# New Okuma Salina reels



## Marty75 (Oct 23, 2007)

For those that might be interested, I just read a couple of links about the new Salina III reels coming out shortly. The write-up sounds pretty good. Anyone heard anything on pricing?

http://www.fishingworld.com.au/news/salina-3-the-toughest-yet
http://micksgonefishing.com/tag/okuma-salina-3/

The latter link also shows a pretty cool underwater pic of a double-header of squid.


----------



## Alster99 (Nov 20, 2008)

Resurrecting an old post here but after your opinions please...

Has anyone got a review/opinion on the Salina III? They have been out for a while now and they seem like a pretty good reel for the price. Mo's have them for $169.

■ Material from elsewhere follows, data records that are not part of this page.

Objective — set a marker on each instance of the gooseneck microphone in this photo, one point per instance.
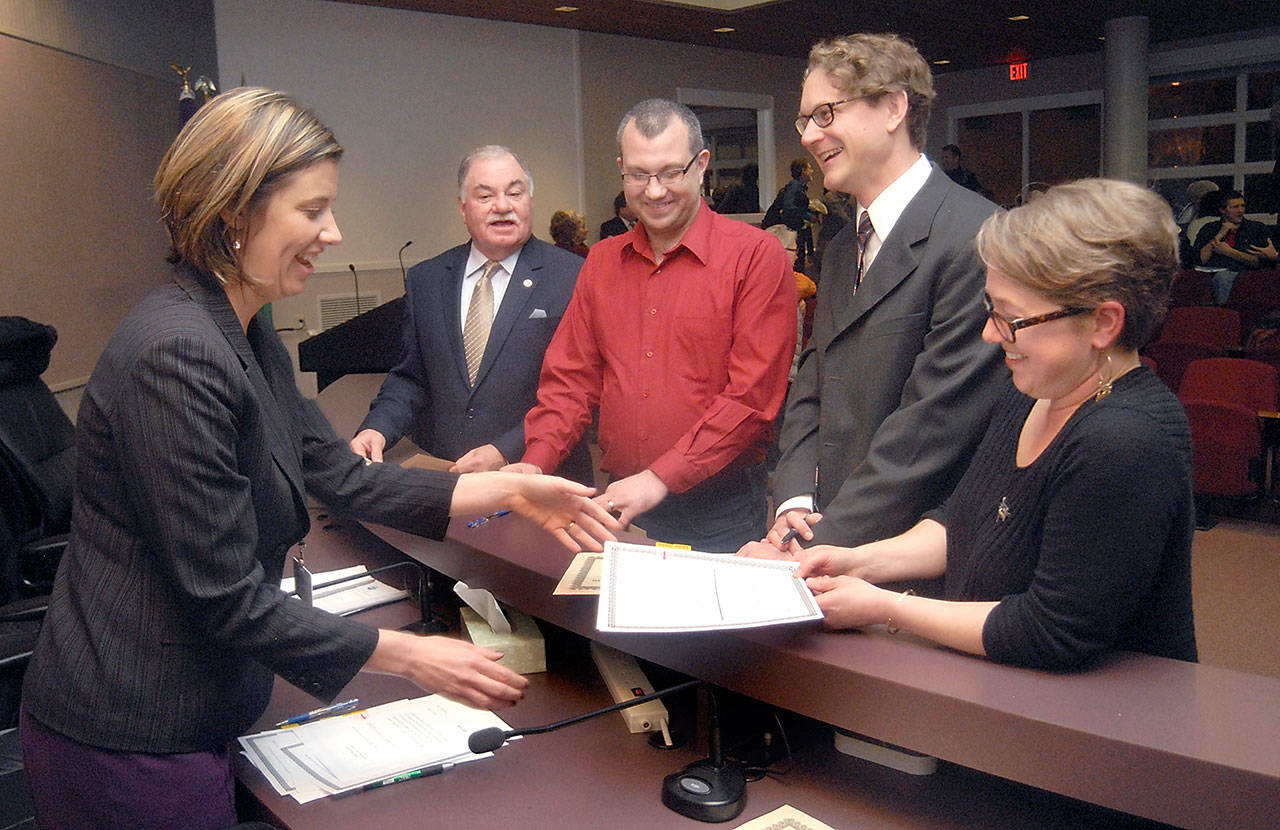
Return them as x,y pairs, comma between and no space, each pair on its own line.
712,789
400,255
356,277
493,738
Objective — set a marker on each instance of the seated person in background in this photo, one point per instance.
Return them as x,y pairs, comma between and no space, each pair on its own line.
1224,245
955,168
744,196
1266,254
568,232
462,400
622,218
1070,533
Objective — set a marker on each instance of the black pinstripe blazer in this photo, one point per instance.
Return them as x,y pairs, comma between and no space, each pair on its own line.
195,456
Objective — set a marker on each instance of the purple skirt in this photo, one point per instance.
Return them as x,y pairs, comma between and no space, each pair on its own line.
77,785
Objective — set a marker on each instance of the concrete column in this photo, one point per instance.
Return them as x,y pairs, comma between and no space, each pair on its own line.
1124,105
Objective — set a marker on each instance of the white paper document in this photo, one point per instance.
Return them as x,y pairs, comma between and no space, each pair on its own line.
348,597
341,753
648,588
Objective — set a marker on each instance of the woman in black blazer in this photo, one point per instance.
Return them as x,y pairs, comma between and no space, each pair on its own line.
196,456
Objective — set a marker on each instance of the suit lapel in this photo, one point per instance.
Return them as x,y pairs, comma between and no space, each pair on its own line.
282,442
897,256
449,300
520,288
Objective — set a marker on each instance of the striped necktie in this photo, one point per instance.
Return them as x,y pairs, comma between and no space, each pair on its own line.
475,332
864,235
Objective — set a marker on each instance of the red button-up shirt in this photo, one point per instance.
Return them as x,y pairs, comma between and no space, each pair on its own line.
688,359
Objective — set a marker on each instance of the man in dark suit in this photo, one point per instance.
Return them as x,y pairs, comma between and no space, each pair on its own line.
466,401
622,218
894,390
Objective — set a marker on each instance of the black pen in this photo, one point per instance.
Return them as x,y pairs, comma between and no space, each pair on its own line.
325,711
476,523
435,769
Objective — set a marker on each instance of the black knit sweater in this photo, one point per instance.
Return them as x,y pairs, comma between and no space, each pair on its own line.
1088,547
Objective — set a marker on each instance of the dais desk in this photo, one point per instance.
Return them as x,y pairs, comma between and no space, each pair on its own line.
1174,742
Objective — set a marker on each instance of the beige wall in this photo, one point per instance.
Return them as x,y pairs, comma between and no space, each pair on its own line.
80,241
408,94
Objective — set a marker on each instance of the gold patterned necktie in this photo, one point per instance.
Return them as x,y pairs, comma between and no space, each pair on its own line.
864,235
475,332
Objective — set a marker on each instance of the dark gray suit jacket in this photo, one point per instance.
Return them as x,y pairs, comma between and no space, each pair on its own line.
429,396
195,456
895,387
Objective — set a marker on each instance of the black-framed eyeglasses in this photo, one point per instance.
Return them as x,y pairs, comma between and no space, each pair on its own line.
666,178
822,114
1008,328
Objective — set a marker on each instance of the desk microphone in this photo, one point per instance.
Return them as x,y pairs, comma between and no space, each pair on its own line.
304,588
712,789
492,738
400,255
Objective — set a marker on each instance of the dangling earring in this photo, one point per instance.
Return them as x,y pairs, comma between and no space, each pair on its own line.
1105,381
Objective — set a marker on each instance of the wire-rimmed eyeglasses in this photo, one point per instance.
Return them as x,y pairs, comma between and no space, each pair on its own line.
1008,328
822,114
636,178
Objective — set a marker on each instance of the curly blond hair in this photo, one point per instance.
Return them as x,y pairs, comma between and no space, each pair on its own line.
1088,241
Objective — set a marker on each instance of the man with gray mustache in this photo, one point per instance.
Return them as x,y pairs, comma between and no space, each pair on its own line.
478,319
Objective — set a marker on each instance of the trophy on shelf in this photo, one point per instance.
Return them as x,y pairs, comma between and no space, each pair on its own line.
187,105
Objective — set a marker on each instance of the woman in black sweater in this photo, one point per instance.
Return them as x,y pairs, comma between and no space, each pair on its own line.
1069,536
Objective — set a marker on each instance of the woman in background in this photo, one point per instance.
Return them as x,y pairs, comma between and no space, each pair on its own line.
568,231
195,460
1070,533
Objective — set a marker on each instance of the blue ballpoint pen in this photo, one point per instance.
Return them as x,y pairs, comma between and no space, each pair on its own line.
324,711
476,523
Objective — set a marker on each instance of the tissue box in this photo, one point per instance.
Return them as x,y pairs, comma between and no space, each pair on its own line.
522,651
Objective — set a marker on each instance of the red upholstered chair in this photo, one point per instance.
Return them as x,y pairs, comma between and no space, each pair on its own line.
1192,287
1226,447
1248,383
1173,358
1207,325
1270,356
1255,295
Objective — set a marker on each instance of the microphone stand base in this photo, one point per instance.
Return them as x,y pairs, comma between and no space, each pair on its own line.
705,792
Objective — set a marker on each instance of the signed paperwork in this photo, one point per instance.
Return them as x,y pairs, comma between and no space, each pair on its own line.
648,588
347,752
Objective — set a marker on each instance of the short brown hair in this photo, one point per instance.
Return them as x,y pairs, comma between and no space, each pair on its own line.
873,65
1089,241
236,150
567,227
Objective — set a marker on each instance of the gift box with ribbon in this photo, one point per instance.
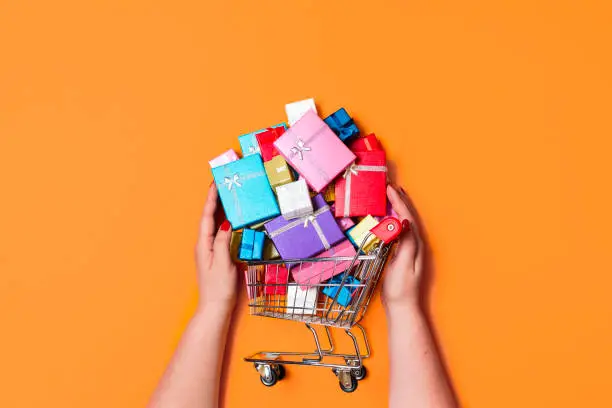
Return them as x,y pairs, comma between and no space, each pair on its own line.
362,190
278,172
245,192
313,273
294,199
307,236
342,125
248,141
251,245
312,149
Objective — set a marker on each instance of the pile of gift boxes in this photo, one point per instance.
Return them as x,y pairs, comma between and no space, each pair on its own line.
311,189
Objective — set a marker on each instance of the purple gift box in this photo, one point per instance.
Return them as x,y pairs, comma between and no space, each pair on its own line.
307,236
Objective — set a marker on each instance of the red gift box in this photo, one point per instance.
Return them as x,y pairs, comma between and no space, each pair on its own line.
276,274
266,139
366,144
362,190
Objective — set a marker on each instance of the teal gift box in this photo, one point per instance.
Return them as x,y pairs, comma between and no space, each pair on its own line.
245,192
248,141
251,246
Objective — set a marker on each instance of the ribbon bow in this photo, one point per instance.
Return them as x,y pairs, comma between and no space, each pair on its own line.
231,181
299,148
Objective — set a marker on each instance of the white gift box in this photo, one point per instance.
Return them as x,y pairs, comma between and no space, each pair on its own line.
296,110
301,301
294,199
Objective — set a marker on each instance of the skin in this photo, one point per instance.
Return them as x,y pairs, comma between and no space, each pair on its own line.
417,375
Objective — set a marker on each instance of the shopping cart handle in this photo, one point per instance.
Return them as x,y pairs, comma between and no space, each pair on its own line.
387,230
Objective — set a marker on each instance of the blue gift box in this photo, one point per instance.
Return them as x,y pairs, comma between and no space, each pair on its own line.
346,293
251,246
245,192
342,124
248,141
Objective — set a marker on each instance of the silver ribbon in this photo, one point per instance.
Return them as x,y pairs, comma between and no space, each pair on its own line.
354,169
305,220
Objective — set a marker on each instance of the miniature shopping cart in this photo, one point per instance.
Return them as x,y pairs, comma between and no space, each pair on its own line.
339,302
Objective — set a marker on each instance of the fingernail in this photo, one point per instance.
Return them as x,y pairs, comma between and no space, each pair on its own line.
225,226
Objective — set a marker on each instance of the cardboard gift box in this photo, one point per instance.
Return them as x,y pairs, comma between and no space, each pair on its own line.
312,149
342,125
266,140
245,192
276,278
358,234
251,245
362,190
278,172
224,158
294,199
248,141
313,273
307,236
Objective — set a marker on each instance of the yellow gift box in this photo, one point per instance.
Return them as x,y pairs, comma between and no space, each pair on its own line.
358,233
278,172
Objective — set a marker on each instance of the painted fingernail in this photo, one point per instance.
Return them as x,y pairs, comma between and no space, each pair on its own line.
225,226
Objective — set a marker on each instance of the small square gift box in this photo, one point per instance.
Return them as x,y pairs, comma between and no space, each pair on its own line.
359,232
365,144
224,158
251,245
307,236
314,273
342,125
295,110
346,291
362,190
294,199
278,172
300,301
265,141
276,279
248,141
245,192
312,149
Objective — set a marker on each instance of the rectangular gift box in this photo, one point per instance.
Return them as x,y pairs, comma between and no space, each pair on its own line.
307,236
342,125
296,110
294,199
313,273
346,292
245,192
251,245
312,149
363,188
266,139
301,301
365,144
224,158
276,279
358,233
248,141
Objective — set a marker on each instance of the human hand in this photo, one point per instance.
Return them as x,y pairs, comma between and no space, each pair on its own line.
217,273
404,272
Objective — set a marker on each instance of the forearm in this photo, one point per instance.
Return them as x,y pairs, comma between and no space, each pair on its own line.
417,377
192,377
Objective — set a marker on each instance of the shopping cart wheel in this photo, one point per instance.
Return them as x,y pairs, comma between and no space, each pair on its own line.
359,373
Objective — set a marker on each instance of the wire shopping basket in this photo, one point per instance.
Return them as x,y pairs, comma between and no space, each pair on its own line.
335,294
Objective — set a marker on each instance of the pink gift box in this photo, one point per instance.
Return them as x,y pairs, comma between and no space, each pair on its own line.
314,151
313,273
224,158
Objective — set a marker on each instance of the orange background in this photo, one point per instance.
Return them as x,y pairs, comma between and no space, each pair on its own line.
496,114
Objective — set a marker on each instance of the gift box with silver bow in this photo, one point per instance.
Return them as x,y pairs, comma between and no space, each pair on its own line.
245,192
312,149
307,236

I'm thinking about buying the 4000 model - with 14kg of drag pressure I reckon it could handle most decent fish we'd encounter down this way. Saying that, does anyone know the weight difference between the 4000, 5000 and the 10000 sizes?

I should add i'm thinking of the standard retrieve version.

Thanks everyone.


----------



## poppyd (Dec 14, 2011)

I have had a Salina 3 5000 HS reel with 30lb braid on a Diawa monster mesh jig rod and I love it. I also have a Salina 2 10000 with 50lb braid on a 24 kg rod. They are a good solid reel at a great price, I have totally stripped the Salina 2 and it was built like a tank. I use these setups for king's. I have a Shimano 4000 also that I use BUT if I wasnt concerned about the weight of the reel then I would have gone for the Salina 3 as it is about half the price.


----------



## Alster99 (Nov 20, 2008)

Thanks for the quick review Poppyd.


----------



## Donutslayer (Jun 9, 2007)

I havent been able to find a full review on the salina 3. I dont know weather thats good or bad. I reckon at the price its worth a shot.
I just got the saragosa10000 but was thinking of getting the okuma as a backup. Mos price is hard to beat.


----------